Cependant, il y a une chance qu'il fasse ce que les oligarques redoutent, à savoir s'occuper des malhonnêtetés des super-riches et de leurs délocalisations offshore. John Helmer, journaliste depuis longtemps à Moscou travaillant avec Asia Times a commenté avec enthousiasme la directive VP-P13-9308de Poutine du 28 décembre 2011, évoquant le "tueur d'oligarques". Poutine a exigé des chefs d'entreprise et des gestionnaires des géants appartenant à l'État qu'ils divulguent, dans les termes d'Helmer:
"les réseaux d'affiliation entre officiels et bénéficiaires: épouses, enfants et autres membres de la famille ou autres qui ont été placés dans des firmes opaques et des positions de porteurs de valise; et les circuits de liquidités offshore. Les entreprises d'Etat incluent Rosatom, la société extractrice de l'uranium et en charge de la commercialisation de l'uranium; Inter RAO UES, le holding de l'électricité; RusHydro, producteur d'énergie hydroélectrique; Irkutskergo, ffournisseur régional d'électricité pour le sud est; Gazprom; Transneft, la société de l'oléoduc; Sovcomflot, société nationale de transport; les Chemins de Fer russes; Aeroflot; Rostelecom; et trois banques d'Etat, Sherbank, VTB et Vnesheconombank."
Curieusement, on a peu écrit à ce sujet dans les media avant les élections, alors que le moindre signe d'atteinte à l'oligarchie aurait amené des millions de votes supplémentaires à Poutine. Il y a bien eu deux reportages à la télévision, mais ensuite le sujet a disparu des écrans. Poutine va-t-il maintenir la pression sur les patrons qui trafiquent avec la propriété d'État dans l'intérêt de leurs familles? Il est difficile de prédire si à la fin Poutine osera engager la bataille contre les oligarques ou s'il optera pour des arrangements.

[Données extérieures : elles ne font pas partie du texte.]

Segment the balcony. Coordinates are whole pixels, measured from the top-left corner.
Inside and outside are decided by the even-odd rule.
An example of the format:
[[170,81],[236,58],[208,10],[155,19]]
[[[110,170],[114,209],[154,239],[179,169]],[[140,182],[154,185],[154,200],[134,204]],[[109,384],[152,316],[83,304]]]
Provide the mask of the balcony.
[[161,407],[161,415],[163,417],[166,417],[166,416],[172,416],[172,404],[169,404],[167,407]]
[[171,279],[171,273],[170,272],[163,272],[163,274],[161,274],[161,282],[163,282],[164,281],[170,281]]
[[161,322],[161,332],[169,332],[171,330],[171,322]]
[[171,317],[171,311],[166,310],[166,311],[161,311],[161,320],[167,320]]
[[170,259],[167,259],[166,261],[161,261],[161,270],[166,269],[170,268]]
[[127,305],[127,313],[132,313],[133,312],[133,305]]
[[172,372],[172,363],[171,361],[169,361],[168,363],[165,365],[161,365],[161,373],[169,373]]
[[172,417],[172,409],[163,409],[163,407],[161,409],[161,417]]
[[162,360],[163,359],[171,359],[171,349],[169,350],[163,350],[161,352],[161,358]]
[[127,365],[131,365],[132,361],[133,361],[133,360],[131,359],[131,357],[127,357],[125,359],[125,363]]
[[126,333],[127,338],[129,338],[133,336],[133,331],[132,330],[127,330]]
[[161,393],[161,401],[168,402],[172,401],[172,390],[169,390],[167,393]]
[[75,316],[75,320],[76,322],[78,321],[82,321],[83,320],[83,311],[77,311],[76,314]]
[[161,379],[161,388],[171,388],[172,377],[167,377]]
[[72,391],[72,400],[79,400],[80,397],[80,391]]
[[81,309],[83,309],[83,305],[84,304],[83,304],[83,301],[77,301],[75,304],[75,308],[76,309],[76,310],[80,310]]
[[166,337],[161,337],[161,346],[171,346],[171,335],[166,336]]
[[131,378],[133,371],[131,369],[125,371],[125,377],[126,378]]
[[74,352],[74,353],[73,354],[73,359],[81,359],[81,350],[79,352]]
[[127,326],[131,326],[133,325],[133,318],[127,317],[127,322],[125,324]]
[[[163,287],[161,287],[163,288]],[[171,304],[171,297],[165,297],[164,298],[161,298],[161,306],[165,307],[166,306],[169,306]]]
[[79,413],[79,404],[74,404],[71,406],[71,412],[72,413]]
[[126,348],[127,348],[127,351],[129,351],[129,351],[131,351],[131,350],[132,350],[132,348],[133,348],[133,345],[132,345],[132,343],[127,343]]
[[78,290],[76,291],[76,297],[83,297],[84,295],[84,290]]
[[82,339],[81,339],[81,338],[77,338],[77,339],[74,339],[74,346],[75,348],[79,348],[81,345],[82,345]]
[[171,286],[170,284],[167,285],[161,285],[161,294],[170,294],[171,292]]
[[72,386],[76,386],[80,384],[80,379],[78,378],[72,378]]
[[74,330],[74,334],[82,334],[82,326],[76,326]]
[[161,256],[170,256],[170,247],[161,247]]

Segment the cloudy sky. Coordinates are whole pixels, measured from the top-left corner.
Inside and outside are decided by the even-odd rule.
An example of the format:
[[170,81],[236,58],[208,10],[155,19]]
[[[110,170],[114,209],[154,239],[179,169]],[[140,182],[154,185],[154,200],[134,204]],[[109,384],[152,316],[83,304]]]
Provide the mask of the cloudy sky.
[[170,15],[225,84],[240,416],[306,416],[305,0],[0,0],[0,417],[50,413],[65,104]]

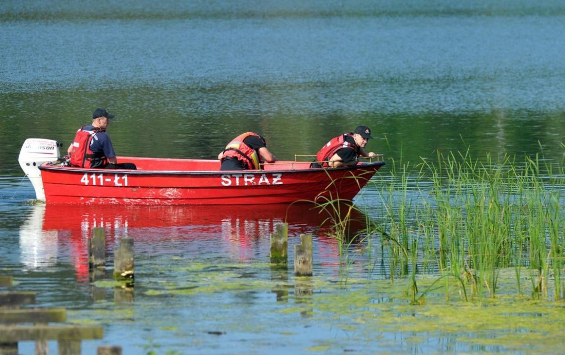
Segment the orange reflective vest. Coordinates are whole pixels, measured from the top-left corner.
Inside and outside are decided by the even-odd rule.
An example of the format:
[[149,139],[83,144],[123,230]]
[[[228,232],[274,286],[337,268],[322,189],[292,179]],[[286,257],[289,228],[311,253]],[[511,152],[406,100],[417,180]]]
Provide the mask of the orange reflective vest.
[[257,151],[244,143],[244,139],[249,136],[255,136],[260,138],[261,136],[253,132],[246,132],[232,139],[224,150],[221,155],[222,161],[228,157],[235,158],[241,161],[246,169],[259,169],[260,160]]
[[84,130],[82,126],[76,132],[71,151],[71,166],[77,168],[103,168],[108,164],[108,159],[103,153],[94,153],[90,150],[92,139],[97,133],[105,132],[99,128],[93,130]]
[[353,135],[350,133],[345,133],[332,138],[318,151],[318,154],[316,155],[316,160],[323,168],[328,168],[329,165],[328,164],[328,161],[340,149],[345,148],[353,149],[357,151],[359,148],[358,146],[355,143],[350,144],[349,142],[347,142],[345,138],[347,136],[353,137]]

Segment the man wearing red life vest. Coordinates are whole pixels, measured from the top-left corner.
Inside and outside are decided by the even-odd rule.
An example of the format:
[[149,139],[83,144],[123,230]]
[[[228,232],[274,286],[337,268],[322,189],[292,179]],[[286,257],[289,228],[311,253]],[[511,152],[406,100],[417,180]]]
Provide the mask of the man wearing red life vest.
[[92,113],[92,124],[79,129],[73,142],[67,150],[71,165],[78,168],[137,169],[131,163],[118,164],[112,142],[106,133],[110,119],[114,115],[103,108]]
[[232,139],[218,159],[221,162],[220,170],[259,169],[262,161],[276,160],[267,148],[265,139],[253,132],[246,132]]
[[359,126],[354,132],[341,134],[327,143],[316,155],[316,163],[310,168],[339,168],[357,165],[359,157],[373,158],[376,154],[367,153],[365,146],[371,136],[371,129]]

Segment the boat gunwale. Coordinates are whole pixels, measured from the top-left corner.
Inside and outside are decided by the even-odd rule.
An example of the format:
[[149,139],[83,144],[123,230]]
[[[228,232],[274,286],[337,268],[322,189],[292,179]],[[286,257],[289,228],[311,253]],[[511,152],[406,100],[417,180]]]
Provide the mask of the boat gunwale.
[[[158,159],[169,160],[167,158],[156,158]],[[171,160],[184,159],[170,159]],[[194,160],[198,161],[210,161],[205,159]],[[292,161],[292,163],[308,163],[306,161]],[[289,164],[289,163],[284,163]],[[276,174],[276,173],[288,173],[293,174],[298,173],[314,173],[314,172],[329,172],[334,171],[340,171],[345,170],[357,170],[359,169],[366,169],[367,168],[373,168],[375,166],[382,166],[385,165],[384,161],[375,161],[372,163],[362,163],[360,165],[353,165],[352,166],[340,166],[338,168],[314,168],[308,169],[283,169],[283,170],[194,170],[186,171],[180,170],[129,170],[121,169],[105,169],[95,168],[75,168],[73,166],[53,166],[49,163],[46,163],[38,165],[37,168],[40,170],[47,170],[49,172],[65,172],[67,173],[84,173],[86,172],[106,172],[111,173],[130,174],[132,175],[224,175],[226,174],[240,173],[240,174]],[[281,164],[282,165],[282,164]]]

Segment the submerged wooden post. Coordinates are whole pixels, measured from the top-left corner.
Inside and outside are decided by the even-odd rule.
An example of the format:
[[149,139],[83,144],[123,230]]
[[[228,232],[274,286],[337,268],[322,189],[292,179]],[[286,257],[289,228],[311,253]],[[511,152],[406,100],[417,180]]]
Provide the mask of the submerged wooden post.
[[121,355],[121,347],[98,347],[97,355]]
[[294,275],[312,276],[312,235],[301,234],[300,241],[294,246]]
[[133,239],[121,238],[114,251],[114,278],[133,283]]
[[92,229],[92,236],[88,239],[88,266],[94,270],[104,268],[106,259],[105,231],[102,227]]
[[10,287],[13,281],[11,276],[0,276],[0,287]]
[[271,234],[271,262],[286,264],[288,248],[288,223],[277,225],[274,233]]

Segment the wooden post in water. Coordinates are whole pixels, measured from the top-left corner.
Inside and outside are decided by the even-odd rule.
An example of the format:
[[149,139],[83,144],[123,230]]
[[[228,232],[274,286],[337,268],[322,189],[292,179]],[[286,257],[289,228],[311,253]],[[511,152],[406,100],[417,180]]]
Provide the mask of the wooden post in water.
[[88,239],[88,266],[90,271],[104,268],[106,259],[105,231],[102,227],[92,229],[92,237]]
[[10,287],[13,281],[11,276],[0,276],[0,287]]
[[114,278],[133,283],[133,239],[121,238],[114,251]]
[[294,246],[294,275],[312,276],[312,235],[301,234],[300,241]]
[[121,355],[121,347],[98,347],[97,355]]
[[288,223],[281,223],[275,227],[271,234],[271,262],[273,264],[286,264],[288,248]]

S'il veut survivre politiquement, il va falloir qu'il mette en avant les priorités nationales, qu'il affronte les oligarques, qu'il bride la classe créative, et offre un soutien à ceux qui l'ont soutenu. Mais Poutine est un maître dans l'art du compromis; il ne s'engage dans des actions décisives qu'en cas de nécessité. Il va se retrouver entravé par Dimitri Medvedev comme premier ministre, dont il n'a pas pu éviter la nomination, ce qui est de très mauvais augure. Quoique loyal à Poutine au plan personnel, ce n'est pas un bon cadre. Mais il serait difficile de le lâcher à moins de bêtises graves.

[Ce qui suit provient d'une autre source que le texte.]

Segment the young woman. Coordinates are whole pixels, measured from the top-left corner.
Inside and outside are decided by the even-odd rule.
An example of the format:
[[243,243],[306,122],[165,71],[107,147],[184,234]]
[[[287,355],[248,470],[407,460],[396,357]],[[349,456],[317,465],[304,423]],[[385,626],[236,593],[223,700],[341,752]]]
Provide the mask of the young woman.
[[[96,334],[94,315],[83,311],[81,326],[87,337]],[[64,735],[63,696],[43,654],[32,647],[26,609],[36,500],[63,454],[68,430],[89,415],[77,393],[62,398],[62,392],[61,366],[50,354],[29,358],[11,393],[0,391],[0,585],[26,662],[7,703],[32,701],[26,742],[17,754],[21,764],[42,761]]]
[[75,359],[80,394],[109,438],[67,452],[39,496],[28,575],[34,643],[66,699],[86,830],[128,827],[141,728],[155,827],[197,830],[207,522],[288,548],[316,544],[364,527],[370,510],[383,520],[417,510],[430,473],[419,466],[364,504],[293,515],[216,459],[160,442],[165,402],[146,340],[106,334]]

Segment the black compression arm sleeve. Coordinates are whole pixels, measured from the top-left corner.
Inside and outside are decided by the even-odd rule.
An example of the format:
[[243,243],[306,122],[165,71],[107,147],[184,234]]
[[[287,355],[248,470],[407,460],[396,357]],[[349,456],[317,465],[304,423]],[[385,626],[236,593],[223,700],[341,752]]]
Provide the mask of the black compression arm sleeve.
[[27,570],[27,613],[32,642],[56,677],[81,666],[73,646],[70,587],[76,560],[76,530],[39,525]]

Pour la Russie, s'ouvre une ère fatidique. Il y a le danger d'une guerre israélo-américaine contre l'Iran, et l'Iran est le voisin et l'ami de la Russie. La Syrie, quoiqu'en bien meilleure posture après la prise de Homs, reste en danger, et la Syrie constitue le marchepied indispensable de la Russie au Proche Orient. Le futur de l'euro et de la Communauté européenne est incertain, alors que l'Europe est le plus grand partenaire commercial de la Russie. Les USA sont dans une année d'élection présidentielle, un moment où les politiciens rivalisent pour apparaître comme plus intransigeants envers le monde, et envers la Russie. En un sens, c'est un soulagement que la Russie, ce pays important, soit entre les mains de Poutine.